COST ALLOCATION: Issue 3

FERC responds to Seventh Circuit Decision

Cost allocation policies are currently under review at the FERC thanks to a Seventh Circuit Court of Appeals decision in August of 2009. That decision remanded to FERC the determination of an appropriate cost allocation method for the PJM Interconnection. The PJM Interconnection is an RTO that coordinates the movement of wholesale electricity in all or parts of Delaware, Illinois, Indiana, Kentucky, Maryland, Michigan, New Jersey, North Carolina, Ohio, Pennsylvania, Tennessee, Virginia, West Virginia and the District of Columbia.

The case originated when the Illinois Commerce Commission and other interested parties challenged FERC's 2007 decision to allow the PJM Interconnection to spread or "regionalize" costs for new high-voltage long-distance transmission lines among customers across the interconnection. The contested policy, often referred to as "postage stamp" allocation, allowed utilities building new transmission lines over 500 kV to raise their rates in a uniform amount sufficient to defray the facility costs. This contrasted with the traditional "beneficiary-pays" formula in which costs were assigned to specific load zones based on flow analysis of those areas receiving energy via the new facilities.

The majority of the court sided with the Illinois Commerce Commission and stated that FERC provided an unsubstantiated claim for its position. In its decision, the majority court's ruling did not preclude the option for broad cost allocation, but highlighted that FERC's argument was void of the hard data of the interconnection-wide benefits of new transmission development.
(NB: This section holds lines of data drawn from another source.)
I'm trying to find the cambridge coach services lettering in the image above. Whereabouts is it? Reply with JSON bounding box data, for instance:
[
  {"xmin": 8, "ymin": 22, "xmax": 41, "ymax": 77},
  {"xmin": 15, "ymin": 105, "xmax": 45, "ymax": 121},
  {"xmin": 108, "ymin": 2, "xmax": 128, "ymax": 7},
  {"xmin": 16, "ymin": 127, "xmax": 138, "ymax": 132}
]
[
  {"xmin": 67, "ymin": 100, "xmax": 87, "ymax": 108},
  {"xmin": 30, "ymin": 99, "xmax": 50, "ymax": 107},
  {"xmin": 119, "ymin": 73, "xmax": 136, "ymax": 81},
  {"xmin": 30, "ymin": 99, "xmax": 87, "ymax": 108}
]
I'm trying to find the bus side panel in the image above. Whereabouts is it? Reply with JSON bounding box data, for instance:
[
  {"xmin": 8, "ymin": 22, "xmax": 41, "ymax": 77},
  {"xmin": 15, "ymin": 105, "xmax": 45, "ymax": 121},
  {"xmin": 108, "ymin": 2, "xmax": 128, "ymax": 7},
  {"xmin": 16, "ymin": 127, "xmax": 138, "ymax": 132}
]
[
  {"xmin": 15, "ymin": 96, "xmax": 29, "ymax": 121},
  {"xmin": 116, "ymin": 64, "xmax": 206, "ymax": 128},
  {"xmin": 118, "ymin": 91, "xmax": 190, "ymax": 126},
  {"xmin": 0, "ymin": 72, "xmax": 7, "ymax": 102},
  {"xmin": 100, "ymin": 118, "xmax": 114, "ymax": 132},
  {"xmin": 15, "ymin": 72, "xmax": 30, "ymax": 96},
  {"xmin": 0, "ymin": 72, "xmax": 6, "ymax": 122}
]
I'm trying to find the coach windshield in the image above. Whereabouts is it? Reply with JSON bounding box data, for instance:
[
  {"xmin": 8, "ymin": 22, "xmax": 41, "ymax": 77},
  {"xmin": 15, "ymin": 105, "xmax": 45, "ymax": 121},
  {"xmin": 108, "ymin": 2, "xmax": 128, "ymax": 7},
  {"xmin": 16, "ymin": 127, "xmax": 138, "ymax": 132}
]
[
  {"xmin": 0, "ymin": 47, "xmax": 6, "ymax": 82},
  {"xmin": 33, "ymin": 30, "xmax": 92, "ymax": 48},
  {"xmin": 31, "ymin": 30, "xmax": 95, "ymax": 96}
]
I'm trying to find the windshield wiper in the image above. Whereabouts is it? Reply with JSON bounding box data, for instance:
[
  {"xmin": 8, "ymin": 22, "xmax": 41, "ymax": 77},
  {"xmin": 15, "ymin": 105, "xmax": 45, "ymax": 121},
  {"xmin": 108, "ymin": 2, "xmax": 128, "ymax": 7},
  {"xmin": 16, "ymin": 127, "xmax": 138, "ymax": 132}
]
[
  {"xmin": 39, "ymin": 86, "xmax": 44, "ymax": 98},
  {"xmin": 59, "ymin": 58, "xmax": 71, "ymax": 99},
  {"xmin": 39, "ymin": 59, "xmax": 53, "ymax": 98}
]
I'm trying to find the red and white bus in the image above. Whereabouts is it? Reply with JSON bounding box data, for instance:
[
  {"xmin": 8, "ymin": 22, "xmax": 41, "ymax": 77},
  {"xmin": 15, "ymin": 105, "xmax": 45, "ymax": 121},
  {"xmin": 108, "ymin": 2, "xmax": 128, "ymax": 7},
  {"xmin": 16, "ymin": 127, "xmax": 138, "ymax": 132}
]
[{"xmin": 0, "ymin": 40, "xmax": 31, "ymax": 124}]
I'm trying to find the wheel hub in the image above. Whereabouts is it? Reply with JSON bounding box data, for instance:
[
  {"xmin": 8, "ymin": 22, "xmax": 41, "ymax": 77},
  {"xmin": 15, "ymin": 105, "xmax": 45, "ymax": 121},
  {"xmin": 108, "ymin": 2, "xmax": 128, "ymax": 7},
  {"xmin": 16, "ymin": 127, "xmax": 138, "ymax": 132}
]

The court called for new consideration of the benefits that all utilities in the region might derive from the greater reliability that the larger-capacity transmission facilities might provide the entire network.
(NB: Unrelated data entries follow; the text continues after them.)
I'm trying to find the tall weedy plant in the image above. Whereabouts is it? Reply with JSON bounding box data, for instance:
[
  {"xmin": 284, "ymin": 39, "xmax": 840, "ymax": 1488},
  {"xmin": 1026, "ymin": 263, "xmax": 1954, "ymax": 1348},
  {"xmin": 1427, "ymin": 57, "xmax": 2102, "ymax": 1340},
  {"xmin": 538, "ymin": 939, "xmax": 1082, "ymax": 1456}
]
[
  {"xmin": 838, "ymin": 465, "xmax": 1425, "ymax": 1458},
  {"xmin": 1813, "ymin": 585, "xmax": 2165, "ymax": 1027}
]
"We do not suggest that the Commission has to calculate benefits to the last penny, or for that matter to the last million or ten million or perhaps hundred million dollars… If it cannot quantify the benefits to the Midwestern utilities from new 500 kV lines in the East …, but it has an articulable and plausible reason to believe that the benefits are at least roughly commensurate with those utilities' share of total electricity sales in PJM's region, then fine; the Commission can approve PJM's proposed pricing scheme on that basis." [1] 

Reaction to the ruling was varied, but most analysts agreed on one thing: the ruling did not conclude the debate over the best cost allocation policies for our country going forward. Rather, it merely provided an invitation for FERC to justify its approach, and possibly establish a precedent for all regions to follow.

FERC has done just that. On January 21, 2010, FERC established a paper hearing process and has called on all interested parties to add evidence to justify the postage-stamp cost allocation methodology for new transmission facilities that operate at or above 500 kV.

In a filing before the FERC in early January, the American Wind Energy Association and the Solar Energy Industries Association echoed the WIRES Coalition's filing [see sidebar, previous page] calling for the Commission to provide guidance to regions struggling with different cost allocation methodologies:

The Commission should "institute a rulemaking proceeding . . . which, at a minimum, will provide the industry with nationally applicable principles and guidance to govern the allocation of the costs to ratepayers with respect to all future high-voltage electric transmission expansions and upgrades that are jurisdictional to the Commission." [2] 

FERC's paper hearing process is under way. Interested parties in the PJM interconnection began providing information in late January, and all interested parties will soon have an opportunity to provide comments. FERC has encouraged PJM and the parties to provide studies, methodologies or other evidence to support their positions regarding the allocation of costs.